Path: utzoo!utgpu!news-server.csri.toronto.edu!cs.utexas.edu!swrinde!zaphod.mps.ohio-state.edu!rpi!sarah!bingnews!kym
From: kym@bingvaxu.cc.binghamton.edu (R. Kym Horsell)
Newsgroups: comp.compression
Subject: Re: theoretical compression factor
Message-ID: <1991Apr2.034441.28170@bingvaxu.cc.binghamton.edu>
Date: 2 Apr 91 03:44:41 GMT
References: <20135@alice.att.com> <1991Mar29.031127.9128@bingvaxu.cc.binghamton.edu> <20144@alice.att.com>
Organization: State University of New York at Binghamton
Lines: 38

In article <20144@alice.att.com> jj@alice.UUCP (jj, like it or not) writes:
>What you're doing is building a model.  If your model fits, you can
>do better than a historyless method.  The model itself is the
>history, you have to choose the model (you call it a random number
>generator, stoichastic methods, LPC methods, and such suggest other
>approaches) from the knowledge of the signal.  That's your
>history.

I'm not sure I agree with you.

The little program I used previously to demonstrate that `p lg p' could be 
beaten by an historyless technique does not, to my mind, build any model of 
the data.

It does not examine the data to `fit' the random number generator to it 
(although I have others that do this too). It just compares the input with a 
bit stream and records where they're different and stores the `deltas'
between these positions in the output. Nothing is kept to `improve' anything 
as we go along; nothing is assumed before we start (the random bit
generator was selected at random). 

I guess the mere _selection_ of the random bit generator _may_ be considered 
building a model of the data -- in which case _any_ compression technique 
selects such a model & there _is_ no historyless compression (as you
seem to imply that model-building and historylessness are exclusive).

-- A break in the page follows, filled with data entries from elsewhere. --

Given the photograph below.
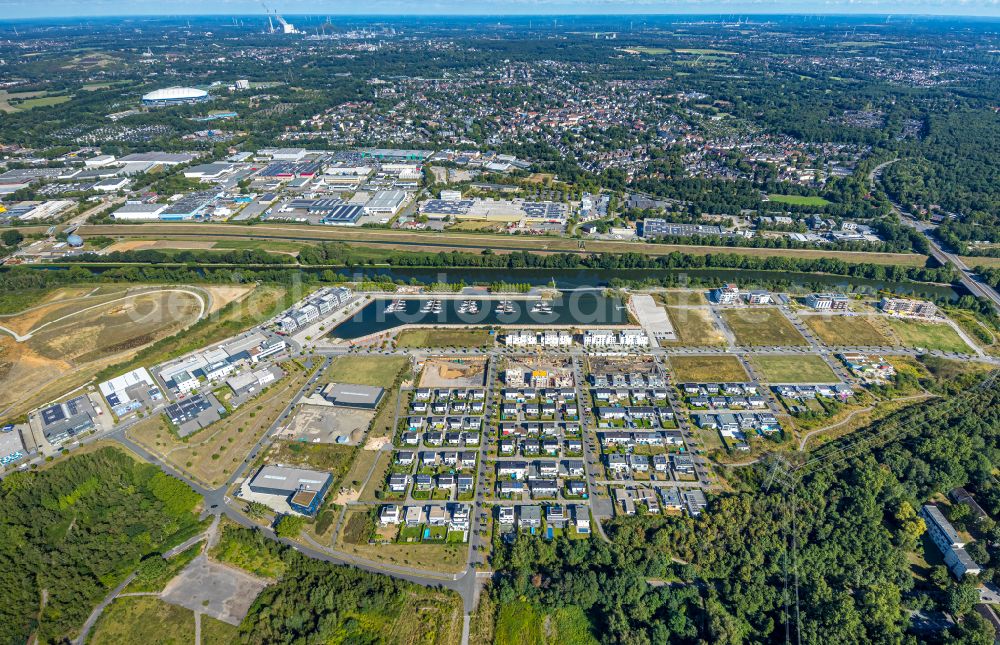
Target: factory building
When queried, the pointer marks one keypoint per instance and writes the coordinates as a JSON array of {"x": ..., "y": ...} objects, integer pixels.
[
  {"x": 174, "y": 96},
  {"x": 303, "y": 489}
]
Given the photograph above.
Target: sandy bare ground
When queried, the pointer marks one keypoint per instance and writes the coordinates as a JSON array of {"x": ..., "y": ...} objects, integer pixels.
[
  {"x": 222, "y": 592},
  {"x": 444, "y": 372},
  {"x": 222, "y": 295},
  {"x": 376, "y": 443}
]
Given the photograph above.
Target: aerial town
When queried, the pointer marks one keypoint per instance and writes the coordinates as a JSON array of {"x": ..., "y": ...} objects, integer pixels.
[{"x": 584, "y": 330}]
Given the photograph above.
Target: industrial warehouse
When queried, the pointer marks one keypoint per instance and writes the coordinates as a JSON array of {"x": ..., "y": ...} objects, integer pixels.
[{"x": 301, "y": 489}]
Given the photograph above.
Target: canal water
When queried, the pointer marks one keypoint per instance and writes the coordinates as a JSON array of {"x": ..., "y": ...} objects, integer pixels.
[{"x": 570, "y": 308}]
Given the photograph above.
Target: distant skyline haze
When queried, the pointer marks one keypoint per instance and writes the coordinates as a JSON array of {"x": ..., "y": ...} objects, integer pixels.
[{"x": 22, "y": 9}]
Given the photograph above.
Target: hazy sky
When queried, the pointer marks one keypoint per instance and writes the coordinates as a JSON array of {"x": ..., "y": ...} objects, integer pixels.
[{"x": 56, "y": 8}]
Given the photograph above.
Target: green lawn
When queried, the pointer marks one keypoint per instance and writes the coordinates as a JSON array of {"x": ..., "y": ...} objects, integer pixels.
[
  {"x": 798, "y": 200},
  {"x": 365, "y": 370},
  {"x": 705, "y": 52},
  {"x": 444, "y": 338},
  {"x": 807, "y": 368},
  {"x": 928, "y": 335},
  {"x": 708, "y": 369},
  {"x": 762, "y": 326},
  {"x": 216, "y": 632},
  {"x": 694, "y": 328},
  {"x": 143, "y": 619},
  {"x": 519, "y": 623},
  {"x": 845, "y": 330}
]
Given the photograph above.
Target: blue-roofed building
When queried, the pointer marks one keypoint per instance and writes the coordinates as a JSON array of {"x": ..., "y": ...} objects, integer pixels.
[{"x": 344, "y": 215}]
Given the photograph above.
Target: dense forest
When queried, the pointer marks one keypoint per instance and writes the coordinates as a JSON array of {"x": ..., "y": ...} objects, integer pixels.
[
  {"x": 75, "y": 530},
  {"x": 340, "y": 255},
  {"x": 729, "y": 575},
  {"x": 319, "y": 602}
]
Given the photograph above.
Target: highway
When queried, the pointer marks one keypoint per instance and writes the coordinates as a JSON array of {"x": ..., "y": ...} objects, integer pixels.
[{"x": 969, "y": 279}]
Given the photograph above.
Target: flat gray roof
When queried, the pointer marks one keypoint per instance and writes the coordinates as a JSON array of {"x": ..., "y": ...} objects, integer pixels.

But to get back to my original question.

In article <20135@alice.att.com> jj@alice.att.com (jj, like it or not) writes:
>First, the question of "how much can I compress X" must
>be qualified.  If you have a historyless compression,
>you can compress up to the entropy ( sum of -p log p) bound,
                                                      ^^^^^^
>where p is the probability of each token.

Is p lg p a hard-and-fast bound or not? I still think it's an average.

-kym